Originally posted by @PropGit in https://github.com/parallaxinc/solo/issues/460#issuecomment-642273661

This is actually possible right now (and has been before these recent versions even) by Solo sending a "hello-browser" message and Launcher sends it back a "hello-client" response with it's version number. It's perfectly acceptable in the current messaging to send a "hello-browser" at nearly any time (but would suggest not making it more frequent than 5 seconds).

We must make sure that Solo does not send a "hello-browser" message during a download request; it can resume requests after download is complete. Similarly, "hello-browser" requests during continuous terminal or graphing activity is redundant and may interfere. Maybe the rule is, if there hasn't been any message from Launcher in some amount of time, send a "hello-browser" message just to check if it's still there; otherwise, the other message activity serves as knowledge of a healthy connection.

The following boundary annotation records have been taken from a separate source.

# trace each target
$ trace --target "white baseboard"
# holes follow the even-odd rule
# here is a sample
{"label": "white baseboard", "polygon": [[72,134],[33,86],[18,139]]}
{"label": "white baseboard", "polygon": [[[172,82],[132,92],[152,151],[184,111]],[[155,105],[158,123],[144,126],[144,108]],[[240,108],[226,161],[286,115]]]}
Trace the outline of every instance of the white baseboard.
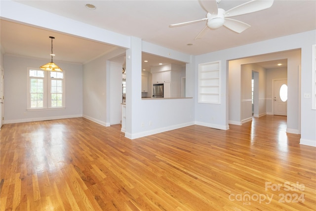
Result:
{"label": "white baseboard", "polygon": [[211,124],[210,123],[203,123],[201,122],[196,122],[195,125],[201,126],[205,126],[209,127],[215,128],[216,129],[227,130],[229,129],[229,126],[222,126],[220,125]]}
{"label": "white baseboard", "polygon": [[125,137],[130,139],[134,139],[135,138],[140,138],[142,137],[147,136],[148,135],[154,135],[154,134],[159,133],[160,132],[166,132],[167,131],[173,129],[178,129],[179,128],[184,127],[187,126],[190,126],[194,125],[194,122],[189,122],[184,123],[182,124],[172,126],[170,127],[161,127],[151,130],[147,130],[144,132],[140,132],[136,133],[131,134],[130,133],[125,132]]}
{"label": "white baseboard", "polygon": [[286,132],[288,132],[289,133],[300,134],[300,132],[298,129],[293,129],[290,128],[286,128]]}
{"label": "white baseboard", "polygon": [[237,126],[242,125],[242,123],[241,123],[241,122],[233,121],[232,120],[229,120],[228,124],[231,124],[231,125],[236,125]]}
{"label": "white baseboard", "polygon": [[267,113],[263,113],[262,114],[259,114],[259,115],[258,114],[254,114],[253,115],[253,117],[263,117],[264,116],[266,116],[268,114]]}
{"label": "white baseboard", "polygon": [[308,140],[301,138],[300,140],[300,144],[316,147],[316,141],[315,140]]}
{"label": "white baseboard", "polygon": [[76,118],[82,117],[81,115],[59,116],[56,117],[43,117],[36,118],[21,119],[19,120],[4,120],[4,124],[11,124],[13,123],[28,123],[37,121],[46,121],[47,120],[59,120],[61,119]]}
{"label": "white baseboard", "polygon": [[241,120],[241,125],[243,123],[247,123],[248,122],[250,122],[252,121],[252,117],[249,117],[249,118],[245,119],[244,120]]}
{"label": "white baseboard", "polygon": [[94,119],[93,118],[91,117],[89,117],[88,116],[86,116],[86,115],[82,115],[82,117],[83,117],[84,118],[87,119],[90,121],[91,121],[92,122],[95,122],[95,123],[97,123],[99,125],[101,125],[101,126],[104,126],[104,127],[110,127],[111,126],[111,125],[110,124],[110,123],[106,123],[103,121],[100,121],[99,120],[97,120],[96,119]]}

The alternate, but more shady process is to rely on the port updates to determine that there is a valid connection.

Shady, yes... this is what we're doing already and for some reason it's not working perfectly all the time.

PropGit commented 4 years ago

Originally posted by @zfi in https://github.com/parallaxinc/solo/issues/460#issuecomment-642289676

The intent for the ping/pong message was to verify that we have an active web socket connection before sending a load command to the Launcher. We use it to set up the initial connection now. I would extend the use cases to do the connection validation before the load to RAM or EEPROM commands are issued. If we are in agreement on this point, I think I can remove the remaining connection watchdog timers in Solo. It will be magic.

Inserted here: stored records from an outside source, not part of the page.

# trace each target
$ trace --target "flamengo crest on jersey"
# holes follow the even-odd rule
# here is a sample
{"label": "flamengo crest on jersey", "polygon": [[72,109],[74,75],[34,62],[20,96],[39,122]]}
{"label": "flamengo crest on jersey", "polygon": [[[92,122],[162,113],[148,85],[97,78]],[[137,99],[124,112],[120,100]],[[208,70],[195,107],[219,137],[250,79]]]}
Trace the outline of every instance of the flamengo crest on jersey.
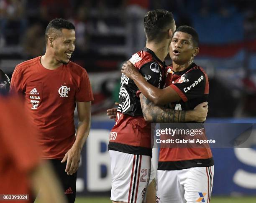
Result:
{"label": "flamengo crest on jersey", "polygon": [[182,75],[179,81],[177,82],[177,83],[182,83],[183,82],[184,83],[188,83],[189,81],[189,79],[186,78],[184,76],[184,74]]}
{"label": "flamengo crest on jersey", "polygon": [[61,85],[58,92],[61,97],[68,97],[69,91],[70,91],[70,88],[68,88],[67,86]]}
{"label": "flamengo crest on jersey", "polygon": [[[40,102],[40,97],[39,95],[39,93],[37,91],[37,90],[36,88],[34,88],[32,90],[29,92],[29,94],[31,96],[29,96],[30,99],[32,99],[30,100],[30,103],[32,105],[31,107],[31,110],[37,109],[39,105]],[[32,95],[36,95],[36,96],[32,96]]]}
{"label": "flamengo crest on jersey", "polygon": [[150,65],[150,70],[156,73],[159,73],[159,65],[156,63],[153,63]]}

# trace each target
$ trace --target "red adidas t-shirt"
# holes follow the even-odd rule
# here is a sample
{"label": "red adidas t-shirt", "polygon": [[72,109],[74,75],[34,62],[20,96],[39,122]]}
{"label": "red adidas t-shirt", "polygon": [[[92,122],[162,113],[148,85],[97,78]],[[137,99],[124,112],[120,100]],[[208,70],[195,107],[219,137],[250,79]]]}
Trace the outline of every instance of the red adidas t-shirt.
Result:
{"label": "red adidas t-shirt", "polygon": [[43,158],[61,159],[75,140],[74,112],[76,101],[93,100],[85,70],[69,62],[49,70],[41,56],[15,68],[10,91],[23,95],[33,123],[38,128]]}
{"label": "red adidas t-shirt", "polygon": [[[29,173],[41,161],[33,126],[28,122],[17,97],[0,96],[0,192],[3,194],[28,194]],[[31,202],[27,200],[0,202]],[[31,197],[29,197],[31,199]]]}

PropGit commented 4 years ago

This sounds fantastic! Excellent observation/analysis.

After thinking about this further, seeing the code/technique it looks like you're preparing, and thinking of the future situations with the extension of the port-list-request in Issue #464, please consider and discuss this as a solution:

All the above is compatible with recent and current versions of Launcher and should work perfectly with future versions as well, even if that future means port-list messages are sent only when requested or when there's a detected change to the list.